Problem Description John are playing with blocks. There are N blocks (1 <= N <= 30000) numbered 1...N。Initially, there are N piles, and each pile contains one block. Then John do some operations P times (1 <= P <= 1000000). There are two kinds of operation:

M X Y : Put the whole pile containing block X up to the pile containing Y. If X and Y are in the same pile, just ignore this command. 

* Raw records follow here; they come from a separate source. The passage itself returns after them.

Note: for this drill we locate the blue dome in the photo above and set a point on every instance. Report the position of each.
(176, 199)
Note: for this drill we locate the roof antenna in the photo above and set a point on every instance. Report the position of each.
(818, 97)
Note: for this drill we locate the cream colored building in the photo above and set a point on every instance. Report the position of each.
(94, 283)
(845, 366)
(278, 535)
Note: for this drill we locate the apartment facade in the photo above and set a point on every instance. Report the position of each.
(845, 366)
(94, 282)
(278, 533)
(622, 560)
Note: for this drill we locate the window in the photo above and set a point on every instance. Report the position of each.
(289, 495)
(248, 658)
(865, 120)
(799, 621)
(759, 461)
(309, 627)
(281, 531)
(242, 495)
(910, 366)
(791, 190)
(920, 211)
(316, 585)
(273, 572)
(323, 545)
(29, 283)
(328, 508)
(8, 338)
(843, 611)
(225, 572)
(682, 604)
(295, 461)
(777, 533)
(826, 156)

C X : Count the number of blocks under block X 

You are request to find out the output for each C operation.

Input The first line contains integer P. Then P lines follow, each of which contain an operation describe above.  

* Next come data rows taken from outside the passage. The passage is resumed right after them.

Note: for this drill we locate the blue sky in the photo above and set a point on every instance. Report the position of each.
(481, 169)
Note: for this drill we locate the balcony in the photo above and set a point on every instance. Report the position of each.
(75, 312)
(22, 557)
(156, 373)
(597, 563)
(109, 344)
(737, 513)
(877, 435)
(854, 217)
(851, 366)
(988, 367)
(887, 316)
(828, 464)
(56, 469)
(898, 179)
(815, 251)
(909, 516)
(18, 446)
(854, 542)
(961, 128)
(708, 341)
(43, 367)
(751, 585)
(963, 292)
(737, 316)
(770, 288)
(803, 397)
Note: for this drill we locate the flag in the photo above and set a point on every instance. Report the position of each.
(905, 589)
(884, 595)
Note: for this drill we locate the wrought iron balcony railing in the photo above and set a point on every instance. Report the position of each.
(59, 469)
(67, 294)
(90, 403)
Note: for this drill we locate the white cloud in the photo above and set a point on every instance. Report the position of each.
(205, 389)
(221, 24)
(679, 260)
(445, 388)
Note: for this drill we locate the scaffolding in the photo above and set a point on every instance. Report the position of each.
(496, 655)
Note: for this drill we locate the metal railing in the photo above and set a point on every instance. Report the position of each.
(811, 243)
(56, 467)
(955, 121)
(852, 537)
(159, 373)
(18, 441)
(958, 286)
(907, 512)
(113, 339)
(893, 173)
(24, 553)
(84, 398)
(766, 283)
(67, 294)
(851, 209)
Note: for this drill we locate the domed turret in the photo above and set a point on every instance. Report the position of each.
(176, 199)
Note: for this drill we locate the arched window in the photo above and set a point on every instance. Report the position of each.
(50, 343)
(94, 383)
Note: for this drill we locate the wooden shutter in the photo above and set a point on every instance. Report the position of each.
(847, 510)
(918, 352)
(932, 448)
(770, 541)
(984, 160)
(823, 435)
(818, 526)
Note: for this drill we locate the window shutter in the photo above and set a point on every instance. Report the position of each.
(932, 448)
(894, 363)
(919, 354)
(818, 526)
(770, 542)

Output Output the count for each C operations in one line.  

Sample Input

6
M 1 6
C 1
M 2 4
M 2 6
C 3
C 4
        

Sample Output

1
0
2
        

題目分析：帶權并查集  

n塊磚頭，分為n堆，有兩種操作M：把x堆放在y堆上面，C：求x堆的下面有多少個磚頭。在普通并查集的基礎上加上兩個數組up[x]和down[x]，分别表示x所在堆的大小以及x下面的元素。當移動時，首先确定x所在的那一堆最底部的X以及y所在那一堆最底部的Y，那麼down[X]的數目就是另外一堆的up[Y]，可以根據find（x）遞歸去一邊尋找根一邊更新其他未知的down[x]，。

代碼如下：

#include<iostream>
#include<cstring>
#include<cmath>
#include<algorithm>
#include<cstdio> 
using namespace std;
int city,road;
int pre[33333];
int up[33333],down[33333];
int find(int r)
{
    if(pre[r]==r)
    return r;
    else
    {
        int t=find(pre[r]);
        down[r]=down[r]+down[pre[r]];
        pre[r]=t; 
        return pre[r];
    }
}
void merge(int x,int y)
{
    int t1=find(x);
    int t2=find(y);
    if(t1!=t2)
    {
        pre[t1]=t2;
        down[t1]=up[t2];
        up[t2]+=up[t1];
    }
}
int main(){
	int n;
	while(cin>>n)
	{
		int i;
        char str[11];
        int x,y;
        for(i=0;i<=30010;i++)//否則會逾時 
        {
        	pre[i]=i;
        	up[i]=1;//以上的部分包括自己 
            down[i]=0;//下面的數量 
		}
		for(i=1;i<=n;i++)
		{
			cin>>str;
			if(str[0]=='M')
			{
				scanf("%d%d",&x,&y);
				merge(x,y);
			}
			else
			{
				scanf("%d",&x);
				find(x);
				cout<<down[x]<<endl;
			}
		}
	}
	return 0;
}